ソフィは、赤いおかっぱ髪のした黒い瞳を片方だけ閉じて、ペロリと舌を出した。
「ほら、酸だと危ないからね」
彼女は、意図的に非殺傷性の武器を搭載したのだろう。
けれど、クロードにとってはむしろ望むところだった。
「さすがソフィ、よくやってくれた!」
クロードは思わず女執事を抱きしめていた。
甘い香りを感じ、彼女の柔らかな体にときめく。
「えへへっ」
ソフィも、満面の笑みで抱擁に応えてくれた。
「クロードくんのおかげだよ。皆がご飯を食べられるようになって、自由に物が作ったり、商いができるようになった。学校や、道路や鉄道、他にもたくさん、だから完成したんだよ」
「ああ。ああっ。それでも、僕は嬉しいよ……」
クロードは仲間と共に歩んできた道が、積み上げてきた軌跡に意味があったのだと確信できたから。
「何をしている馬鹿者どもがっ!」
クロードとソフィは、不意に耳朶をうった叫びに、思わずくっついていた体を離した。
さすがに戦場でいちゃいちゃするのはよろしくないと、気づいたからだ。
けれど、魔術道具で拡大された声は二人にあてたものではなかった。
「嘆かわしい。無知なネオジェネシスも、愚かな民衆も、なぜこうも救い難いのだ!」
ネオジェネシスの後方、エングフレート城塞の空に、白髪を触覚のように垂らした、両生類じみた老人の映像が投影される。
「誰だ、あれ?」
「御主人さま。彼はハインツ・リンデンベルク元国立大学学長です」
なるほど学問を志すものからすれば、戦争なんて非生産的に過ぎるかも知れない。
そう、クロードが噛みしめた時――。
「貴様らのような愚物は、ワシらのような選ばれし叡智ある者に従っていればいいと、なぜわからん。この無知蒙昧があああっ」
すぐさま、早合点であるとハインツ自身が証明した。
「……何をやった人?」
「えっと、学問の権威って立場を利用して、ニコラス・トーシュ博士を首都の大学から追い出したり、西部連邦人民共和国からお金をもらって軍事研究の邪魔をしたりした人。
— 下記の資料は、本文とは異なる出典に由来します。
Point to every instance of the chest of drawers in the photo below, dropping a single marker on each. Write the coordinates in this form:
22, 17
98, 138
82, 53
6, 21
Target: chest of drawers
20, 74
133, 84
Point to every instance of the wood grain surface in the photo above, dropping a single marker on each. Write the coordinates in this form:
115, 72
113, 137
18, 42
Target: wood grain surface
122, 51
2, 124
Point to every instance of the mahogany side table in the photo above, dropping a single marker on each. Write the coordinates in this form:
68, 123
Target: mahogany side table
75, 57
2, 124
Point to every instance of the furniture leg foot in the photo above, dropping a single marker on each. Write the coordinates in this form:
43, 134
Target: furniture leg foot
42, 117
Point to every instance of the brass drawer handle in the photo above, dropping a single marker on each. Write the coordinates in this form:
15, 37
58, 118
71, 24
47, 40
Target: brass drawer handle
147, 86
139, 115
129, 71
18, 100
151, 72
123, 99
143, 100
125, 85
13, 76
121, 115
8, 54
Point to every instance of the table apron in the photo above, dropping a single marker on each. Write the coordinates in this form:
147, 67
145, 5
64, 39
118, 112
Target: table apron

あんまり酷かったんで、国主様からメッされたみたい」
「公安情報部の調査では、意趣返しとばかりに緋色革命軍に内通、ダヴィッドの知恵袋の一人として無謀な強制移民や原始農業を推進しました。その後、ネオジェネシスに鞍替えして、今はエングフレート要塞でドクター・ビーストの遺産を研究しているそうです」
クロードは、重い息を吐いた。
学問は、知識は、人を豊かに、幸せにする。
同様に、人間や国家の尊厳を踏みにじり、貧しく不幸にすることも出来るのだ。
「愚物ならば愚物らしく、ワシの役に立て。こちらも決戦兵器を起動する」
「いけません。ハインツ様、あれは創造主様より運用を止められて……」
「やかましい。阿呆どもよ、目にもの見せよ。〝世界樹を噛む蛇は一匹とは限らぬ〟
後継たる 顔のない竜よ 世を覆え!」
戦場の一角で雪が降った。
突出していたワニュウドウが三機、動きを止めて砕けた。
同時に、雪に巻き込まれたネオジェネシス兵にも動揺と悲鳴が広がってゆく。
「まさか、僕がドクター・ビーストを褒める日が来るとは思わなかった。あの狂魔科学者には愛があった。ハインツ・リンデンベルク、お前はどの口で学問を語るんだ?」
クロードは魔術文字を綴り、二本の刀を生み出した。